Increased expression of matrix metalloproteinase-2 and tissue inhibitor of metalloproteinase-2 is correlated with poor prognostic variables in patients with thymic epithelial tumors.

BACKGROUND

A distinction between noninvasive, invasive, and metastatic thymoma on the basis of the cytologic features is difficult.
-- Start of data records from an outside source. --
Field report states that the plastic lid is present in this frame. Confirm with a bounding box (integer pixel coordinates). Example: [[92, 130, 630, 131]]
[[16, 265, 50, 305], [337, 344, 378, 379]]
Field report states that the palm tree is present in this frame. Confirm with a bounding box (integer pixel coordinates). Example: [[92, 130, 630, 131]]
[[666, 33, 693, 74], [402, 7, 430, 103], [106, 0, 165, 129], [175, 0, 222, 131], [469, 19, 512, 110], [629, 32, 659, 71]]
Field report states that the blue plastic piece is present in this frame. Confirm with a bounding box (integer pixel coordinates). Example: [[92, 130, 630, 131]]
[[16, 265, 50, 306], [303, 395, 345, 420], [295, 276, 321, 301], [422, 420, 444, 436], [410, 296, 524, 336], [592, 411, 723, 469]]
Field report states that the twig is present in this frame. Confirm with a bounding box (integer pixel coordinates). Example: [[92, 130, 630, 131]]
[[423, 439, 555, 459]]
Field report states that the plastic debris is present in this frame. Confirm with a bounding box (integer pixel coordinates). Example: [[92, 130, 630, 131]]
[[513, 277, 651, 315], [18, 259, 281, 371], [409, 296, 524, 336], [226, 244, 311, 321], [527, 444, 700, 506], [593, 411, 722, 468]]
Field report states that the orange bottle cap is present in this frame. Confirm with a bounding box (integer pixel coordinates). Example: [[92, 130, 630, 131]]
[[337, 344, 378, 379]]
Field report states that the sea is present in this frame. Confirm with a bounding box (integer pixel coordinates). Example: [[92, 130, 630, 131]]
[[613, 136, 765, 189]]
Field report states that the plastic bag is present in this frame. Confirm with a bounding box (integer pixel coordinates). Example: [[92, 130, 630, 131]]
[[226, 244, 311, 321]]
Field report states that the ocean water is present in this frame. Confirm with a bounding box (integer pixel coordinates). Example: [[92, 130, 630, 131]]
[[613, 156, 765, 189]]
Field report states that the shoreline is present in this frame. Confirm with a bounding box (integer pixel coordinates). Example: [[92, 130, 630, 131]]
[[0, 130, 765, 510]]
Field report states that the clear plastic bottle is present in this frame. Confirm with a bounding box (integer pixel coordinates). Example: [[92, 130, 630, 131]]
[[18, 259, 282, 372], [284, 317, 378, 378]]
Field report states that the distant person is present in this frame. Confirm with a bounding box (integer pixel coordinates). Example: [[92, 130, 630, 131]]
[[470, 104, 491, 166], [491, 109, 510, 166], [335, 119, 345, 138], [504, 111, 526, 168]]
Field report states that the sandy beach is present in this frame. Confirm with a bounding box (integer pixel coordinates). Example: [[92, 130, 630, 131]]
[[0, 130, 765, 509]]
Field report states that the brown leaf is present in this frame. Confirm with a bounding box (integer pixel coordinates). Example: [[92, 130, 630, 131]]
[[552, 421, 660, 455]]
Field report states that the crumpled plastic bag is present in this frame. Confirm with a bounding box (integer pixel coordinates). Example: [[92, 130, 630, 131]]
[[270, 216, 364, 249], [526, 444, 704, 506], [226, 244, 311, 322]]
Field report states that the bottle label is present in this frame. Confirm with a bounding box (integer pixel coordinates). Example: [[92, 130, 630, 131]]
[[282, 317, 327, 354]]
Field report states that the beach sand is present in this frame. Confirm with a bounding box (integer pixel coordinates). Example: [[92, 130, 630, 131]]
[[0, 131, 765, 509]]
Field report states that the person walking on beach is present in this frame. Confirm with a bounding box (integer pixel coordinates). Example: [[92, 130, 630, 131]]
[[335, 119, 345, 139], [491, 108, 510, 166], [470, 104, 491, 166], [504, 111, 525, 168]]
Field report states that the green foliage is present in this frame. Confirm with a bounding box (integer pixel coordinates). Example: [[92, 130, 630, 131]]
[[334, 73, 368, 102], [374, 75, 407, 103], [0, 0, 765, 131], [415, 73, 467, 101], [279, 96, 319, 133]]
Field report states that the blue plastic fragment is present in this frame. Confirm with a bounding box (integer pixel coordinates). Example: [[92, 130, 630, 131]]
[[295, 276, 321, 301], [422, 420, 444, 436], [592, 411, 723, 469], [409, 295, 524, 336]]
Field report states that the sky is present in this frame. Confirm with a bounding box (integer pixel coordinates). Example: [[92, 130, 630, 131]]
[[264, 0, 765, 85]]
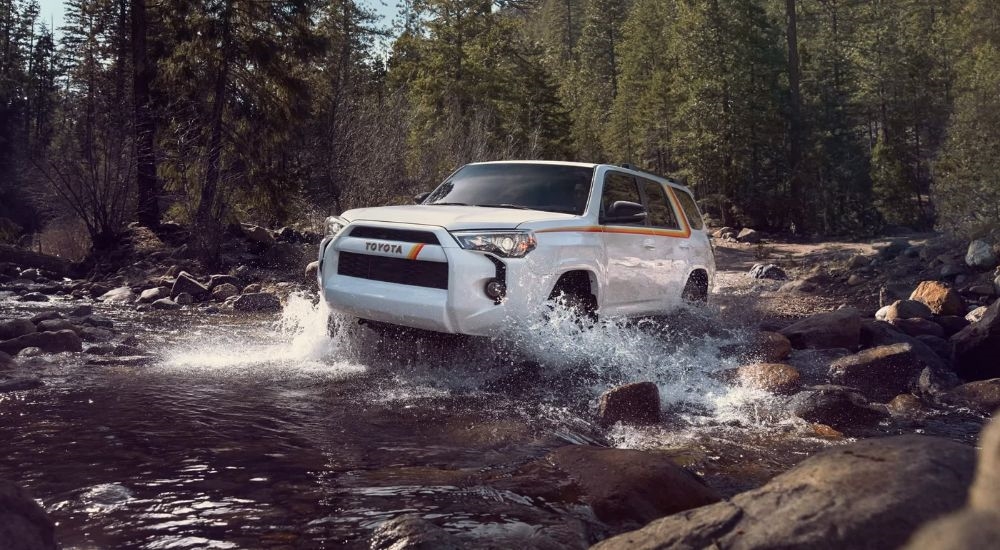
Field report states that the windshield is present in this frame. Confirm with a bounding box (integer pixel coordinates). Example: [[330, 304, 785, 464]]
[[424, 163, 594, 215]]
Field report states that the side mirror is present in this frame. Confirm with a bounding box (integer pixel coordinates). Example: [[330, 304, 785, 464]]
[[601, 201, 646, 223]]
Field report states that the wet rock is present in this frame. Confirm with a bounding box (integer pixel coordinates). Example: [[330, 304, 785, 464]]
[[788, 385, 887, 430], [749, 264, 788, 281], [951, 300, 1000, 380], [735, 363, 802, 393], [212, 283, 240, 302], [780, 308, 861, 350], [545, 445, 721, 526], [593, 435, 972, 550], [880, 300, 934, 321], [910, 281, 965, 315], [0, 330, 83, 355], [965, 240, 997, 269], [0, 481, 59, 550], [0, 375, 44, 394], [139, 286, 170, 304], [170, 271, 208, 301], [152, 298, 181, 310], [940, 378, 1000, 414], [829, 343, 930, 401], [597, 382, 660, 426], [97, 286, 135, 303], [889, 317, 944, 338], [371, 514, 465, 550], [0, 319, 37, 340], [736, 227, 764, 244]]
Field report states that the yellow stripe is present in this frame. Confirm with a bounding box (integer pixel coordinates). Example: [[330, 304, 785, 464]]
[[407, 244, 424, 260]]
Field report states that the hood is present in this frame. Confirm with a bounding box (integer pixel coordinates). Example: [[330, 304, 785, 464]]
[[341, 204, 577, 231]]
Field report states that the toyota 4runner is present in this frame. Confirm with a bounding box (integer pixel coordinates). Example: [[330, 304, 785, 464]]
[[318, 161, 715, 336]]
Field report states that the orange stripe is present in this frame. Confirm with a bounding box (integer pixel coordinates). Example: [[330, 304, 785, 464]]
[[407, 244, 424, 260]]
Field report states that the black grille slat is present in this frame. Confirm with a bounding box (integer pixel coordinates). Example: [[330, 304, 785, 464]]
[[337, 252, 448, 289], [351, 229, 441, 244]]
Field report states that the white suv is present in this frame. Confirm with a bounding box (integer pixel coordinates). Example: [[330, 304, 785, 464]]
[[319, 161, 715, 336]]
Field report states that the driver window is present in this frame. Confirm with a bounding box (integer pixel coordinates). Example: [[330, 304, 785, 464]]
[[601, 172, 645, 225]]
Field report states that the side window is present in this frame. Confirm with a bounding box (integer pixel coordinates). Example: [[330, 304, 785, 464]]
[[640, 178, 681, 229], [674, 189, 705, 229], [601, 172, 645, 225]]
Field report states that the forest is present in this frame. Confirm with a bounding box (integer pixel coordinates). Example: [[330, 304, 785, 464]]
[[0, 0, 1000, 264]]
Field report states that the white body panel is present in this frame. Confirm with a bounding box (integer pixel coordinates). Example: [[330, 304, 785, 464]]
[[318, 165, 715, 336]]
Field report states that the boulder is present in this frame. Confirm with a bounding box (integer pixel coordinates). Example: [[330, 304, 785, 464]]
[[139, 286, 170, 304], [736, 227, 764, 244], [735, 363, 802, 393], [545, 445, 721, 526], [965, 239, 997, 269], [593, 435, 975, 550], [0, 319, 38, 340], [780, 308, 861, 350], [0, 330, 83, 355], [749, 264, 788, 281], [951, 300, 1000, 380], [233, 292, 281, 312], [910, 281, 965, 315], [170, 271, 208, 301], [596, 384, 660, 426], [940, 378, 1000, 414], [212, 283, 240, 302], [880, 300, 934, 321], [0, 481, 59, 550], [889, 317, 944, 338], [788, 385, 887, 430], [829, 343, 930, 401], [97, 286, 135, 304]]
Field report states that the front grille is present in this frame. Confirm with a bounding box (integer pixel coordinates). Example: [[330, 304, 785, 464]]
[[351, 229, 441, 244], [337, 252, 448, 289]]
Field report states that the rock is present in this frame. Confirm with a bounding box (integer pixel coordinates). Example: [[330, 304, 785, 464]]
[[940, 378, 1000, 414], [910, 281, 965, 315], [965, 306, 986, 323], [139, 286, 170, 304], [212, 283, 240, 302], [97, 286, 135, 303], [0, 376, 44, 394], [788, 385, 886, 430], [829, 343, 930, 401], [889, 317, 944, 338], [593, 435, 976, 550], [883, 300, 934, 321], [0, 330, 83, 355], [153, 298, 181, 310], [951, 300, 1000, 380], [780, 308, 861, 350], [545, 445, 720, 526], [596, 384, 660, 426], [735, 363, 802, 393], [371, 514, 458, 550], [749, 264, 788, 281], [305, 262, 319, 282], [170, 271, 208, 301], [965, 240, 997, 269], [240, 223, 274, 246], [0, 319, 38, 340], [0, 481, 59, 550], [736, 227, 764, 244]]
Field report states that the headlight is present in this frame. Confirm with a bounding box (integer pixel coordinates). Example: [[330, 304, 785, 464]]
[[452, 231, 538, 258], [325, 216, 350, 237]]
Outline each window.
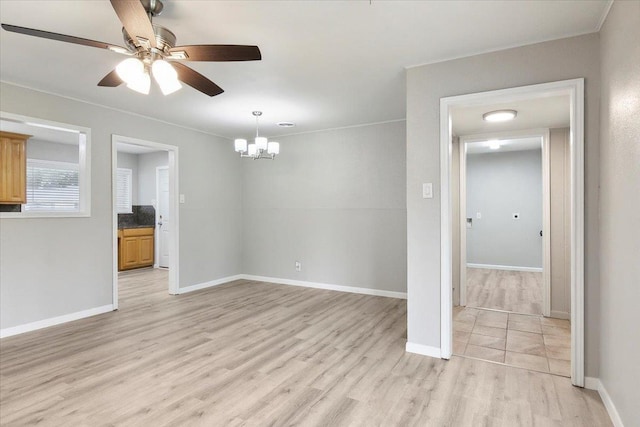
[0,111,91,218]
[24,159,80,212]
[116,168,133,213]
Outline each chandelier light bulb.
[255,136,267,151]
[233,111,280,160]
[234,138,247,153]
[267,142,280,154]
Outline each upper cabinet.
[0,131,30,204]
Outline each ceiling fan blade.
[169,44,262,61]
[98,70,124,87]
[171,62,224,96]
[111,0,156,47]
[2,24,129,53]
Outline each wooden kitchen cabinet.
[118,227,154,270]
[0,131,31,205]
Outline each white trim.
[0,304,114,338]
[460,137,469,307]
[239,274,407,299]
[584,377,624,427]
[594,0,613,33]
[270,118,407,138]
[439,103,452,359]
[405,341,442,359]
[440,78,584,387]
[547,310,571,320]
[153,166,168,270]
[178,274,244,295]
[0,111,91,219]
[584,377,600,391]
[542,128,551,317]
[111,134,180,310]
[467,262,542,273]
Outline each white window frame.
[115,168,133,214]
[0,111,91,219]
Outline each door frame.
[459,128,551,317]
[111,134,180,310]
[440,78,584,387]
[153,165,171,268]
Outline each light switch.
[422,182,433,199]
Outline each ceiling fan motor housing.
[122,24,176,55]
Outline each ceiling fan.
[2,0,262,96]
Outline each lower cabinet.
[118,227,154,270]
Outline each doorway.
[155,166,172,268]
[112,135,179,309]
[440,79,584,386]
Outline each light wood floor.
[0,271,611,427]
[467,268,542,315]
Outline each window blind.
[24,159,80,212]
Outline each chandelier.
[234,111,280,160]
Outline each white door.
[156,166,171,268]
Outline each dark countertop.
[118,224,155,230]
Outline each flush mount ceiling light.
[482,110,518,122]
[277,122,296,128]
[234,111,280,160]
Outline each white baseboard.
[584,377,624,427]
[0,304,113,338]
[551,310,571,320]
[241,274,407,299]
[584,377,600,391]
[178,274,244,295]
[405,341,442,359]
[467,263,543,273]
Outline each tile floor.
[453,307,571,377]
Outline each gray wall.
[27,138,79,164]
[138,151,169,206]
[466,149,542,268]
[407,34,600,376]
[600,1,640,426]
[242,121,406,292]
[451,136,460,305]
[549,128,571,319]
[0,83,242,329]
[118,152,139,205]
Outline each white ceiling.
[0,119,79,145]
[0,0,609,137]
[466,138,542,154]
[451,95,570,136]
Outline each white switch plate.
[422,182,433,199]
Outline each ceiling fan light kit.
[2,0,262,96]
[233,111,280,160]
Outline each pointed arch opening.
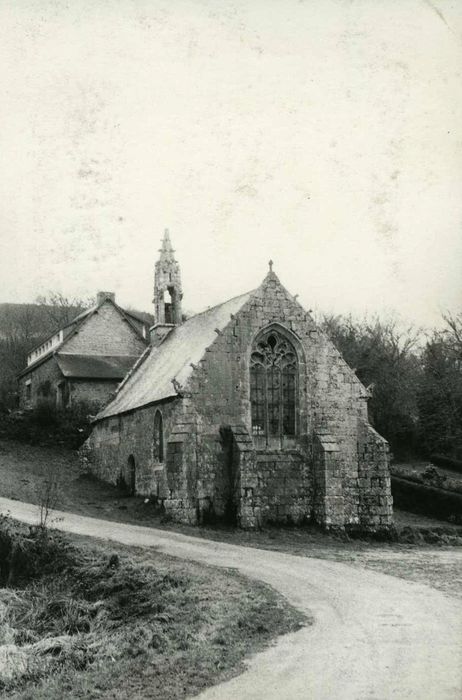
[153,411,164,462]
[250,326,299,442]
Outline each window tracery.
[250,329,298,437]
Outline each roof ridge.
[182,287,258,328]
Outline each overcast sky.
[0,0,462,326]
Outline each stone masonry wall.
[19,356,63,408]
[69,379,120,408]
[85,273,391,529]
[84,401,183,501]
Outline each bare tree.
[37,465,61,530]
[35,292,94,332]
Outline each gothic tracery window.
[250,329,298,437]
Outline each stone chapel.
[83,232,392,531]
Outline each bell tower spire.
[151,229,183,344]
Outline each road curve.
[0,498,462,700]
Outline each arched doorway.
[153,411,164,463]
[127,455,136,496]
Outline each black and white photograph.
[0,0,462,700]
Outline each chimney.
[96,292,115,306]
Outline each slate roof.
[17,297,148,378]
[96,292,253,420]
[56,353,138,380]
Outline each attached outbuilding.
[19,292,149,408]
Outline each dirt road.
[0,498,462,700]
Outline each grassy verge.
[0,519,307,700]
[0,441,462,595]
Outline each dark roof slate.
[56,353,138,380]
[96,292,253,420]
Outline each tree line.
[321,313,462,460]
[0,293,462,460]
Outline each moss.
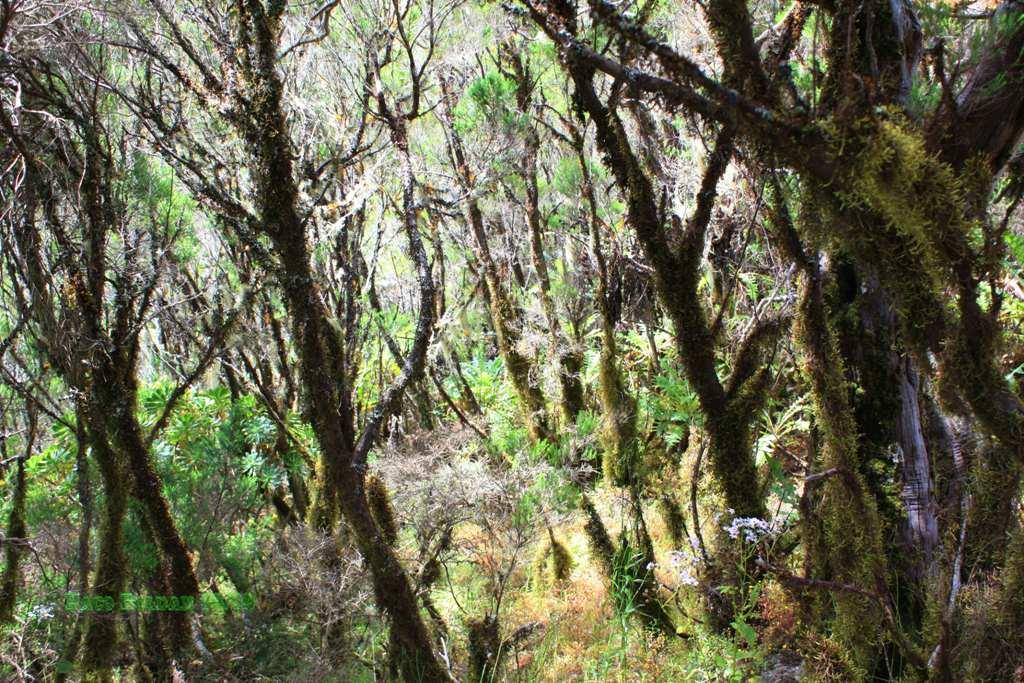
[366,474,398,546]
[794,273,886,671]
[532,528,573,586]
[657,494,689,548]
[598,333,638,486]
[465,614,502,683]
[582,496,615,580]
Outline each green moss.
[582,496,615,579]
[367,474,398,546]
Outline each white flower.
[679,569,699,586]
[29,604,53,620]
[722,517,772,543]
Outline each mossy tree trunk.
[507,50,584,427]
[443,78,552,441]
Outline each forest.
[0,0,1024,683]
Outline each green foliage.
[455,70,528,133]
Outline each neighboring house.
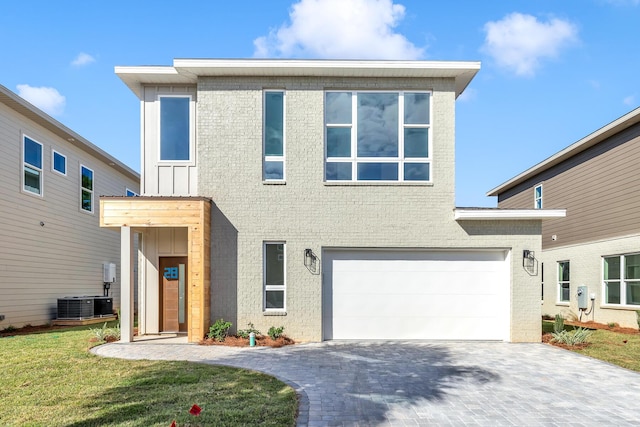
[0,86,140,329]
[488,109,640,327]
[101,59,563,342]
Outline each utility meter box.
[102,262,116,283]
[578,285,589,310]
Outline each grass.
[0,327,297,427]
The current study investigated whether the expression of MMP and TIMP was correlated with tumor invasiveness and prognosis in patients with thymoma.

METHODS

Tumor tissue samples were obtained from 42 patients with thymic epithelial tumors between 1974 and 2001 at Tokushima University Hospital. Three-micrometer-thick, formalin-fixed, paraffin-embedded tissue sections were immunostained using specific antibodies against MMP-2, MMP-9, TIMP-1, and TIMP-2.

RESULTS

MMP-2 expression was detected in 30 tumors (71%), and TIMP-2 expression was detected in 31 tumors (74%). MMP-9 expression was detected in 22 of 36 tumors (61%), and TIMP-1 expression was detected in only 7 tumors (19%). MMP-2 and TIMP-2 expression levels were very low (10% and 0%, respectively) in noninvasive tumors but were very high (91% and 97%, respectively) in invasive tumors. In thymic epithelial tumors, the more progressive the clinical stage of tumor, the higher the strongly positive rate of MMP-2 and TIMP-2 expression. There was no correlation between positivity for MMP-9 and stage. Twenty-five percent of Type AB thymomas and 50% of Type B1 thymomas expressed MMP-2 and TIMP-2. Most of Type A, Type B2, Type B3, and Type C thymomas expressed MMP-2 and TIMP-2. There were significant differences in disease-free survival at 5 years between patients without and with MMP-2 expression (91% vs. 55%, respectively) and patients without and with TIMP-2 expression (100% vs. 53%, respectively).

CONCLUSIONS

MMP-2 and TIMP-2 are key enzymes for invasiveness of thymic epithelial tumors. The expression of these proteins can predict a poor outcome in patients with thymoma.